StatCounter

Tuesday 12 March 2013

Interesting how the BBC choose when to report with 'context'

The BBC's reluctant report  includes this piece of context at the end:

'The UN report concluded that at least 169 Palestinians were killed by Israeli attacks during the offensive.

It said more than 100 were civilians, including 33 children and 13 women. The report said six Israelis were killed by Palestinians attacks, including four civilians.'
Even if we accept the Palestinian sourced split between civilians and military, and work on the minimum figure of 101 civilians out of 169 deaths, that makes a ratio of approximately 1.69:1 civilians:military. This sounds terrible, after all surely more military should be killed than civilians.

Now for some context:
According the International Committee of the Red Cross, the civilian-to-soldier death ratio in wars fought since the mid-20th century has been 10:1, meaning ten civilian deaths for every soldier death. The source for this is Greenberg Research, Inc., The People on War Report, International Committee of the Red Cross, 1999, iii."The fundamental shift in the character of war is illustrated by a stark statistic: in World War I, nine soldiers were killed for every civilian life lost. In today’s wars, it is estimated that 10 civilians die for every soldier or fighter killed in battle."

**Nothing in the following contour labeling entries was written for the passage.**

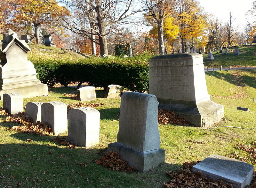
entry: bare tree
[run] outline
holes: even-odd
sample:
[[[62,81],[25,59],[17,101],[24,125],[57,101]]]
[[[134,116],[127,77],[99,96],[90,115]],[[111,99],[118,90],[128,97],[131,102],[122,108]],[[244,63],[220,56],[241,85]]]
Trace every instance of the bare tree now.
[[[107,36],[117,26],[131,22],[131,15],[143,11],[132,10],[134,0],[74,0],[67,4],[73,16],[65,20],[65,27],[90,39],[92,44],[100,45],[100,55],[108,55]],[[93,47],[92,46],[92,49]],[[92,53],[94,53],[92,52]]]
[[[226,27],[227,29],[227,36],[228,42],[229,45],[235,41],[237,34],[238,31],[238,26],[234,26],[234,21],[236,18],[233,17],[233,14],[229,12],[229,18],[228,21],[226,23]]]

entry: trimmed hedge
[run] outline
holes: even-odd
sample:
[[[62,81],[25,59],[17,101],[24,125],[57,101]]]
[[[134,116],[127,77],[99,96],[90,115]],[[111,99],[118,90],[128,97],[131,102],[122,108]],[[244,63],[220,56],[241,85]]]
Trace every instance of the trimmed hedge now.
[[[67,87],[71,82],[81,84],[88,82],[96,86],[117,84],[131,91],[142,92],[148,89],[148,62],[150,57],[112,60],[94,58],[76,63],[55,60],[33,63],[37,79],[50,86],[58,83]]]

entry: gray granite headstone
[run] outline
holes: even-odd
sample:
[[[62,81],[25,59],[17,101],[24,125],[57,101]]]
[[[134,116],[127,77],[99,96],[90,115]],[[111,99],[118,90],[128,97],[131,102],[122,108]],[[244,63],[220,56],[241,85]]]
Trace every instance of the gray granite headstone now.
[[[196,126],[207,127],[223,117],[223,105],[208,94],[202,54],[168,54],[149,61],[149,93],[156,96],[160,107]]]
[[[100,141],[100,112],[92,108],[80,108],[68,112],[68,140],[89,147]]]
[[[49,102],[41,106],[42,122],[50,125],[55,135],[68,131],[68,106],[62,102]]]
[[[38,121],[41,121],[41,106],[44,103],[38,102],[28,102],[26,105],[25,114],[28,114],[36,124]]]
[[[108,151],[117,151],[139,171],[164,162],[165,151],[160,148],[158,104],[153,95],[126,92],[122,95],[117,141],[108,144]]]
[[[9,113],[15,114],[23,111],[23,98],[20,94],[5,93],[3,98],[3,107]]]
[[[200,172],[208,178],[223,179],[234,188],[244,188],[252,179],[254,167],[244,162],[218,155],[211,155],[194,166],[194,172]]]
[[[95,87],[85,86],[77,90],[77,99],[80,101],[88,101],[96,99]]]

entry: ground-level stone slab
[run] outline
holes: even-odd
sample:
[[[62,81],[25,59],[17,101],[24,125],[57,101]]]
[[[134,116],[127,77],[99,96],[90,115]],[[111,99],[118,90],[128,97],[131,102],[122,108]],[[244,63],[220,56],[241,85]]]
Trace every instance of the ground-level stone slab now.
[[[48,87],[47,84],[40,84],[36,85],[0,90],[1,100],[3,100],[3,95],[5,93],[18,93],[21,94],[23,98],[29,98],[48,95]]]
[[[117,152],[128,165],[140,172],[146,172],[164,162],[165,151],[161,149],[143,152],[116,142],[109,144],[108,151]]]
[[[234,188],[244,188],[250,184],[253,175],[253,166],[240,161],[218,155],[211,155],[193,167],[207,178],[221,179]]]

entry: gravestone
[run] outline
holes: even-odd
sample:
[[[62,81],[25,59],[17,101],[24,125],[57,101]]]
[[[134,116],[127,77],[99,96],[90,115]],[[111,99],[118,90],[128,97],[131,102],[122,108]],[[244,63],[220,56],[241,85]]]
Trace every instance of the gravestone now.
[[[237,110],[243,110],[243,111],[246,111],[246,112],[249,111],[249,109],[248,108],[244,108],[243,107],[238,107],[236,108]]]
[[[34,64],[28,60],[31,51],[25,42],[10,29],[0,41],[0,97],[4,93],[17,93],[23,98],[48,94],[46,84],[36,78]]]
[[[3,95],[3,106],[10,114],[15,114],[23,111],[23,97],[18,93],[5,93]]]
[[[193,172],[200,172],[208,178],[222,179],[234,188],[244,188],[250,184],[253,175],[253,166],[229,157],[211,155],[194,166]]]
[[[52,35],[50,34],[46,34],[44,35],[44,46],[51,46],[52,47],[56,47],[56,45],[54,45],[52,38]]]
[[[150,94],[126,92],[121,98],[117,142],[109,144],[108,151],[117,151],[139,171],[164,162],[165,150],[160,148],[158,104]]]
[[[208,61],[212,61],[213,60],[214,60],[214,57],[213,57],[212,56],[212,52],[208,52],[207,60]]]
[[[202,54],[168,54],[149,61],[149,93],[156,97],[159,107],[196,126],[207,127],[223,117],[223,105],[208,94]]]
[[[28,34],[24,34],[21,36],[21,40],[24,40],[26,43],[32,44],[30,39],[30,36]]]
[[[41,106],[42,122],[50,125],[54,134],[68,131],[68,106],[62,102],[49,102]]]
[[[220,46],[220,52],[219,52],[220,54],[220,53],[222,53],[222,46]]]
[[[234,54],[235,55],[240,55],[240,52],[239,52],[239,49],[238,48],[235,49],[235,52],[234,52]]]
[[[121,96],[123,87],[119,85],[113,85],[108,86],[106,89],[104,98],[115,98]]]
[[[80,101],[88,101],[96,99],[95,87],[85,86],[77,90],[77,99]]]
[[[68,140],[89,147],[100,141],[100,112],[92,108],[79,108],[68,112]]]
[[[25,114],[28,114],[29,118],[32,119],[34,124],[36,123],[37,121],[42,121],[41,106],[43,103],[40,102],[33,102],[27,103]]]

During the Israel/Palestinian conflict of 2006-2007 approximately 810 Palestinians were killed in Gaza of which approximately 200 were civilians - a ratio of approximately 1:3. During the period leading up to the conflict 1,010 Israelis were killed by Palestinian terrorist attacks of which 773 were civilians - a ratio of approximately 5:1.

Testifying before the United Nations, Col. Richard Kemp, a British commander, stated that:
'Mr. President, based on my knowledge and experience, I can say this: During Operation Cast Lead, the Israeli Defence Forces did more to safeguard the rights of civilians in a combat zone than any other army in the history of warfare. Israel did so while facing an enemy that deliberately positioned its military capability behind the human shield of the civilian population... The truth is that the IDF took extraordinary measures to give Gaza civilians notice of targeted areas, dropping over 2 million leaflets, and making over 100,000 phone calls. Many missions that could have taken out Hamas military capability were aborted to prevent civilian casualties. During the conflict, the IDF allowed huge amounts of humanitarian aid into Gaza. To deliver aid virtually into your enemy's hands is, to the military tactician, normally quite unthinkable. But the IDF took on those risks.

Despite all of this, of course innocent civilians were killed. War is chaos and full of mistakes. There have been mistakes by the British, American and other forces in Afghanistan and in Iraq, many of which can be put down to human error. But mistakes are not war crimes...

More than anything, the civilian casualties were a consequence of Hamas way of fighting. Hamas deliberately tried to sacrifice their own civilians.'

Now that's some context that the BBC don't report. I contend this is because the BBC is institutionally biased against Israel, that the Balen Report showed this and that is why the BBC is so desperate to keep that report secret.